I have the solution. Starting Saturday morning, the media takes a vow of silence for 17 days concerning anything to do with Stephen Garcia. Anything at all. The name "Stephen Garcia" cannot be spoken on the radio or written by the journalists. In addition to the media's vow of silence, the fans decide to only cheer wildly for good things that happen to Garcia and make no negative reactions like boos or anything similar. By Wednesday of the off-week, the "Garcia issue" will have solved itself.
You see, by Monday prior to the Tennessee game, all the kinks will have worked themselves out. Either Garcia will have risen to the top of the heap like he should, or the struggle to get it together will have caused other quarterbacks to play.
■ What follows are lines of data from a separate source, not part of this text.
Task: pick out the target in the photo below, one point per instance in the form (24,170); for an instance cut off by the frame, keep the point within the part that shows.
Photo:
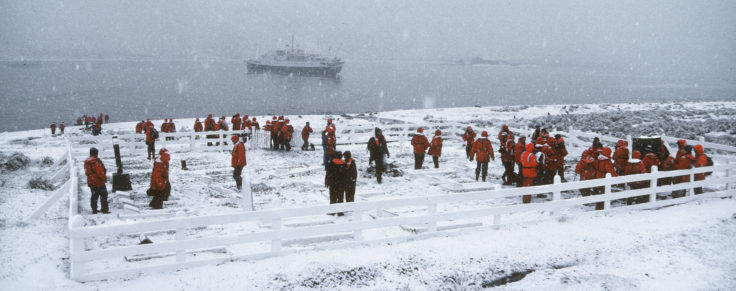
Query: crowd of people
(537,162)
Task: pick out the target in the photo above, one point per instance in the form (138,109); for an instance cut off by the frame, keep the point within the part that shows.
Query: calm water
(37,93)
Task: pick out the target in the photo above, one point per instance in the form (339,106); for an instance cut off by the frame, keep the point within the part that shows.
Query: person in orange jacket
(238,161)
(518,150)
(150,142)
(160,186)
(274,133)
(198,125)
(561,152)
(286,133)
(701,160)
(603,165)
(585,169)
(96,174)
(420,144)
(435,148)
(235,120)
(484,149)
(306,130)
(684,161)
(507,159)
(469,138)
(633,167)
(255,124)
(621,156)
(140,126)
(529,173)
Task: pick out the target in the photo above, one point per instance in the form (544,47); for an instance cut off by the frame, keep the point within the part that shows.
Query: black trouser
(274,141)
(287,144)
(519,175)
(481,166)
(350,192)
(418,161)
(305,146)
(337,194)
(98,193)
(380,167)
(151,150)
(238,178)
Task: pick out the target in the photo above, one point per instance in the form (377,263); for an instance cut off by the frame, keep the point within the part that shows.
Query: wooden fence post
(180,253)
(276,242)
(432,209)
(607,192)
(76,245)
(653,186)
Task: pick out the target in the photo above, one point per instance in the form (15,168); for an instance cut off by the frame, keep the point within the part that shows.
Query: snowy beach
(685,246)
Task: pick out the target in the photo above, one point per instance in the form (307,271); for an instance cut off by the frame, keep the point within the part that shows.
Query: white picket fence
(88,264)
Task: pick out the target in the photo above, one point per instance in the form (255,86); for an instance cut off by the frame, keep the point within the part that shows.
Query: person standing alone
(238,161)
(420,144)
(96,178)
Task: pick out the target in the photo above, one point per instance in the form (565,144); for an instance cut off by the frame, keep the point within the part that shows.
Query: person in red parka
(585,169)
(140,126)
(621,156)
(603,166)
(198,126)
(518,150)
(469,138)
(561,152)
(306,130)
(420,144)
(634,167)
(150,142)
(683,161)
(286,133)
(435,148)
(238,161)
(274,133)
(160,186)
(255,124)
(96,174)
(503,135)
(483,148)
(508,159)
(529,173)
(235,120)
(701,160)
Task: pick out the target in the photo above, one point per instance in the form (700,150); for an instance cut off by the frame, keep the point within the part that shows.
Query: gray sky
(686,33)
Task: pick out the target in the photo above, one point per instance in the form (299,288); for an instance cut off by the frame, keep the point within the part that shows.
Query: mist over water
(161,59)
(37,93)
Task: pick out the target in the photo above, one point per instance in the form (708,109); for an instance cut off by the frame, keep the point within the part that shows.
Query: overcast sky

The natural process will have transpired the way it should without any media affecting it one way or the other.
If he remains our quarterback, then we will be fine. If he doesn't stay the quarterback, at least he will have his dignity and we can cheer him on as he passes the torch to the younger quarterbacks in the system. And by the way, we will still be fine. Either way we should show the utmost respect for his efforts up to this point. He is going to graduate as the winningest quarterback in our school's history for goodness sake.
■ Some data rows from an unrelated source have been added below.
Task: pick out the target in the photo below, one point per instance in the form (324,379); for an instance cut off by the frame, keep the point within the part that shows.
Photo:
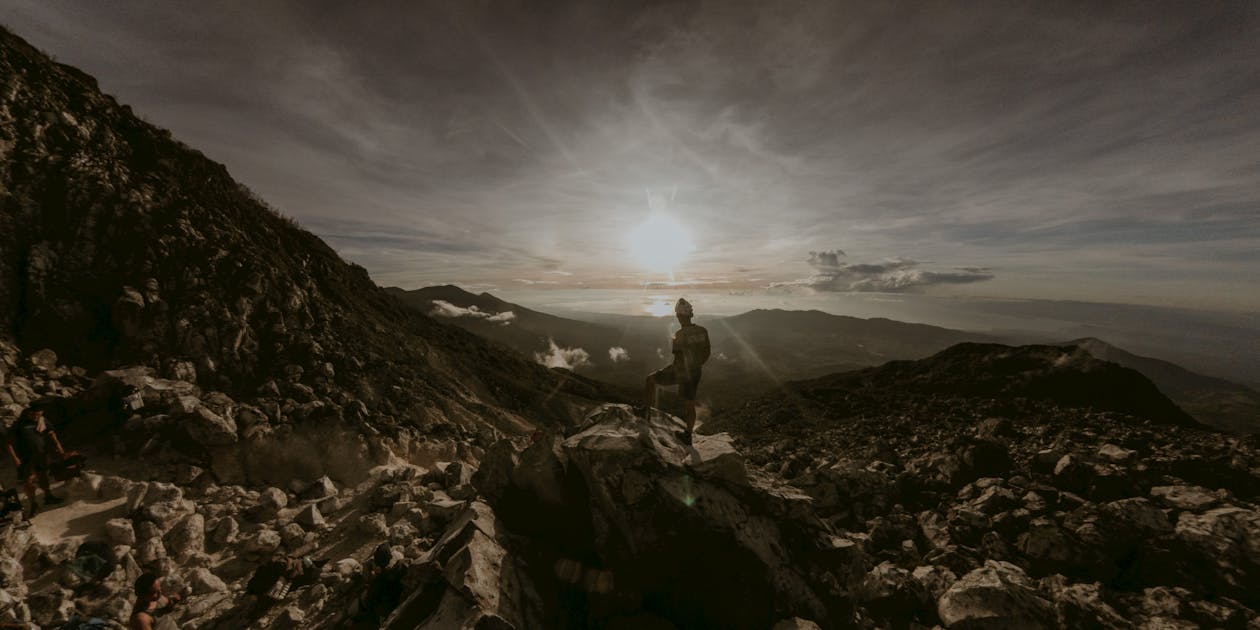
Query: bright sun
(660,243)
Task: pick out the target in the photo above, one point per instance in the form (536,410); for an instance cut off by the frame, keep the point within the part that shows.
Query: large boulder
(626,502)
(994,596)
(473,582)
(1225,551)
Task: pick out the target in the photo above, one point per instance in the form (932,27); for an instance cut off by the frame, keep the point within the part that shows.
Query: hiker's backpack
(9,502)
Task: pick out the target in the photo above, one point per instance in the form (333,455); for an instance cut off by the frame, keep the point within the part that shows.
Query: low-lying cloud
(895,275)
(445,309)
(567,358)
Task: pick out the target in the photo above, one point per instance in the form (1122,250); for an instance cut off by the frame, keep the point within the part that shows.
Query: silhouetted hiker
(384,589)
(691,349)
(151,605)
(28,446)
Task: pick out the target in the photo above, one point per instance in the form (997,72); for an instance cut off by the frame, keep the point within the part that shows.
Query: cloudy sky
(1081,150)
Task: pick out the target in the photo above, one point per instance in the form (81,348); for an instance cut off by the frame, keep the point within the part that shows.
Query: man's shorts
(672,376)
(32,464)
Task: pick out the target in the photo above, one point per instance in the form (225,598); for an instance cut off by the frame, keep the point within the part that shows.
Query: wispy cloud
(445,309)
(558,357)
(896,275)
(488,143)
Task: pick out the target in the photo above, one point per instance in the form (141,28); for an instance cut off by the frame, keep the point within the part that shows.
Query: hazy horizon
(1013,151)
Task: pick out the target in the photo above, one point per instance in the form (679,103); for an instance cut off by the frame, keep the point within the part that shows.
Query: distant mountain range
(760,350)
(1212,401)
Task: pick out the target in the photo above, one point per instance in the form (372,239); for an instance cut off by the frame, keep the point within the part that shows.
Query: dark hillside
(119,245)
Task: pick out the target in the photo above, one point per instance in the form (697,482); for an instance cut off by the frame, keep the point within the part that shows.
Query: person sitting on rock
(28,446)
(151,609)
(691,349)
(383,591)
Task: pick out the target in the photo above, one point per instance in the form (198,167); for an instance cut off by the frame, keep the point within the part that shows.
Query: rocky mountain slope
(1210,400)
(1033,486)
(299,450)
(120,246)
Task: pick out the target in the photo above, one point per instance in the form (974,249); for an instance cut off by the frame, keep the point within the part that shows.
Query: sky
(988,150)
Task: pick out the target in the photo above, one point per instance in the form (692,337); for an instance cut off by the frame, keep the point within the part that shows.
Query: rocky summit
(287,445)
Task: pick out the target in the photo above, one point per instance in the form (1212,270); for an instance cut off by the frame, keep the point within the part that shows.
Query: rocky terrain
(1033,486)
(120,246)
(269,430)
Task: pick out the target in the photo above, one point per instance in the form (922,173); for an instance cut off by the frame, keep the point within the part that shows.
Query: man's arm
(56,441)
(13,454)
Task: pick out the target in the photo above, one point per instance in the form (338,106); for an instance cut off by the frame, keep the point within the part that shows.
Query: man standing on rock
(28,446)
(691,349)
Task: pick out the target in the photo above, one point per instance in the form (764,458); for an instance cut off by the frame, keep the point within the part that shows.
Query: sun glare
(660,243)
(659,308)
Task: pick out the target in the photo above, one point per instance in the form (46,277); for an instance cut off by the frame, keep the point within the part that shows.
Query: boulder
(209,429)
(319,489)
(1192,498)
(309,518)
(1225,543)
(715,458)
(892,594)
(263,542)
(1114,454)
(204,582)
(994,596)
(187,538)
(935,578)
(120,531)
(1081,605)
(494,475)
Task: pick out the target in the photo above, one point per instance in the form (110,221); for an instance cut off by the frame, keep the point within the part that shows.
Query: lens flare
(660,243)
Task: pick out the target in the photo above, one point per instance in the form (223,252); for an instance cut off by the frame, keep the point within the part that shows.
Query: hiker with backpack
(691,349)
(29,441)
(153,609)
However, if this same persistence of the media continues, I am afraid at some point it will crack the armor. It won't be his inability to produce on the field that causes the media to write bad things about him, but sadly and ironically the opposite. It will be the media's need for a superhero which causes them to try and create one. They will attempt to fabricate one using the only tools at their disposal - keyboards, computers and criticism.
It will be the media's need to pounce on a young man so harshly that ultimately causes him to wear down. We pretend like we are more civilized than they were in the days of the gladiators because our heroes don't fight to the death, but the sad truth is we're not. We somehow only thrive on the negative. We live for the moments when we can point out failures in others. I think of the scene in the Robert Redford classic, The Natural, when Robert Duvall's character, Max Mercy, a cynical sportswriter, is talking to Roy Hobbs.
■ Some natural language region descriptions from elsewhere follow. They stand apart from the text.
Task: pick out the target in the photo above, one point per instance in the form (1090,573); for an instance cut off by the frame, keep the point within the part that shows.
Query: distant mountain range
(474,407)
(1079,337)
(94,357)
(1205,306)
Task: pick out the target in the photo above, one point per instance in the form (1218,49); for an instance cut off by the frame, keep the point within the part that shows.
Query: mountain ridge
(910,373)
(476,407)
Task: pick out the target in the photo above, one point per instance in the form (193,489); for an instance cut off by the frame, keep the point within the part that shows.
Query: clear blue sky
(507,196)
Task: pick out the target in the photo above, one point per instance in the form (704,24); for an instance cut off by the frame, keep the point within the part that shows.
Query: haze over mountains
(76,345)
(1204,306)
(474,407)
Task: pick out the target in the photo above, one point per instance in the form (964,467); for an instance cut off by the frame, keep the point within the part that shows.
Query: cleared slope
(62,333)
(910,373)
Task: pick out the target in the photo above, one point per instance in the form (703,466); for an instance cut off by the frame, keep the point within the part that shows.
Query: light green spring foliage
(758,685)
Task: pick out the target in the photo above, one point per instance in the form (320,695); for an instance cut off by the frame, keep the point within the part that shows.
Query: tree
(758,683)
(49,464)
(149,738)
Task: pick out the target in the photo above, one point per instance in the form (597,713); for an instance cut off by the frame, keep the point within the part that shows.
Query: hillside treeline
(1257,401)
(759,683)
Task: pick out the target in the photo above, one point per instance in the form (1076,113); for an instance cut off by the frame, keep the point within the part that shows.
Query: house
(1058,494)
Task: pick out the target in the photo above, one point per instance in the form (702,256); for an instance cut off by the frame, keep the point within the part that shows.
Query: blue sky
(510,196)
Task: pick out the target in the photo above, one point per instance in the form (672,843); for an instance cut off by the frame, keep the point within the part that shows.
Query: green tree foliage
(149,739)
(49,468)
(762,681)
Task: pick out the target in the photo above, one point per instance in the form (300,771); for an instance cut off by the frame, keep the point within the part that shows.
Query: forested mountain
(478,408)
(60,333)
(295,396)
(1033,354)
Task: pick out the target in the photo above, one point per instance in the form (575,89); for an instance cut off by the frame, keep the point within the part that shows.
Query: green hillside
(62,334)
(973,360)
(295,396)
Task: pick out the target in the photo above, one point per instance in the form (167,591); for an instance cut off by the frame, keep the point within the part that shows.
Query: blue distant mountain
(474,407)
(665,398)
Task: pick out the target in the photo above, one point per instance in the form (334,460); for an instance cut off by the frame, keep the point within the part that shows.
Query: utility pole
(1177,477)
Hobbs: Did you ever play ball, Max?
Max: No, never have. But I make it a little more fun to watch, you see. And after today, whether you're a goat or a hero...you're gonna make me a great story.
A great story is all the media wants. I believe there are 80,000 others on any given Saturday that would take a boring non-front-page story about how the Gamecocks drubbed Florida - again.
Garcia will end up like all the other great superheroes out there that have succumbed to the similar pressures. Sadly, the media may actually cause him simply not to care anymore, which would be tragic. Because those same talking heads that would be killing the hopes and dreams of one player, will be killing their own hopes and dreams as well, as they live vicariously through him every week.
I am thankful that he is indeed a superhero. Because I am confident he is in his quiet place of peace right now summoning his inner strength to rise above the madness. He will swoop into Williams-Brice Saturday wearing a wounded warrior cape and a "5" on his chest that looks kind of like an "S" and lead us all back to the fantasy we envisioned this summer. When it does all come together, we will be so excited that we will run to our computers to start typing up our stories and then we will remember our vow.
So we will just write,
"The Gamecocks played well enough to win - again. See you in 16 days. Go Cocks!"